Open vibhcool opened 7 years ago
@brainstormm is working on this issue.
Analysis till now :
Suppose i queried for London https://www.timeanddate.com/worldclock/results.html?query=London Analysis : 1 : "Day" and "Month-name" are encoded in Hindi . for example -> "Wed" converted to "बुधवार"; "August converted to "अगस्त"; 2 : Time format is somehow converted as follows : for example -> "12:21" converted to "12.21" (notice colon replaced by dot). 3 : Analyzing source code directly (from the website "view source as") shows no language change.
Doubts/Queries : 1: Is it always converting to Hindi ? Or say if a user is in Russia or come other country, will it show them to hindi or in some other language ? 2 : Why is this getting converted to Hindi if it is just a simple scrapping , is there some bug in request library ?

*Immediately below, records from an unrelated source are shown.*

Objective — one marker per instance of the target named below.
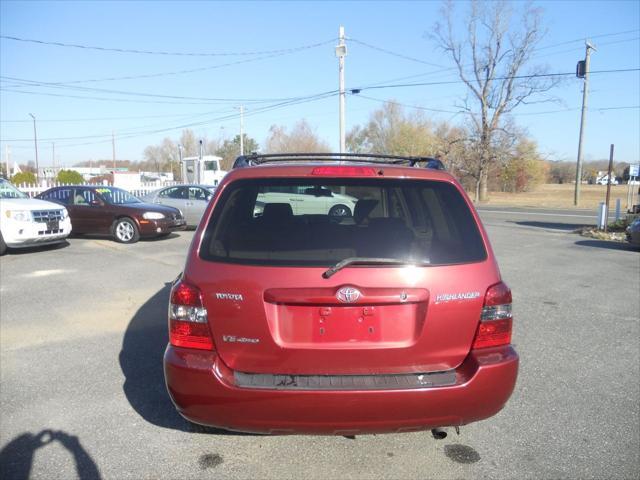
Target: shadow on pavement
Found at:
(143, 347)
(16, 458)
(567, 227)
(607, 244)
(38, 248)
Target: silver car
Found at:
(191, 199)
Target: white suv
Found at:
(26, 222)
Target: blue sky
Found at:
(81, 127)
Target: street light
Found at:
(35, 141)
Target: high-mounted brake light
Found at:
(188, 326)
(345, 171)
(495, 324)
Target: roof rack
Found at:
(259, 159)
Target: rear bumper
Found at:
(202, 389)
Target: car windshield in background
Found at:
(7, 190)
(115, 196)
(321, 222)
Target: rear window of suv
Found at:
(319, 222)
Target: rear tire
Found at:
(125, 230)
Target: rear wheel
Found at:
(125, 230)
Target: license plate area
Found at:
(53, 225)
(349, 326)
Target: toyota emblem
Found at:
(348, 295)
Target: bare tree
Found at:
(301, 139)
(490, 60)
(390, 130)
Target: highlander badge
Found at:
(348, 294)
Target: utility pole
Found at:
(582, 72)
(113, 149)
(7, 155)
(606, 208)
(241, 129)
(35, 142)
(180, 158)
(341, 52)
(200, 155)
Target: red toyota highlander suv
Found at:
(292, 316)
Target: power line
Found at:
(96, 119)
(602, 35)
(541, 75)
(175, 72)
(395, 54)
(133, 134)
(405, 105)
(35, 83)
(449, 69)
(182, 54)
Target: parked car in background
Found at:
(27, 222)
(290, 319)
(633, 232)
(305, 199)
(605, 180)
(190, 199)
(115, 212)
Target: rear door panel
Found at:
(263, 323)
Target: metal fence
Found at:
(139, 190)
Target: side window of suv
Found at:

Options tried : 1 : Tried different UTF-8 encodings : None worked. 2 : Google translate API , but it is not free : Dropped the idea. 3 : Thought of translating the hindi text to english by using google translate through a url query (https://translate.google.com/#auto/en/बुधवार) and then scrapping the result , but guess what google is smarter than us, the keyword "Wednesday" can not be found in the scrapped result. : Dropped the idea.
There is one issue in TimeAndDate scraper that it doesn't process the date fetched to standard format in which it can be directly used . Something like: Thu Apr 06 15:14:32 IST 2017 or 2017-04-06T09:44:32.000Z
this scraper requires processing of the fetched data.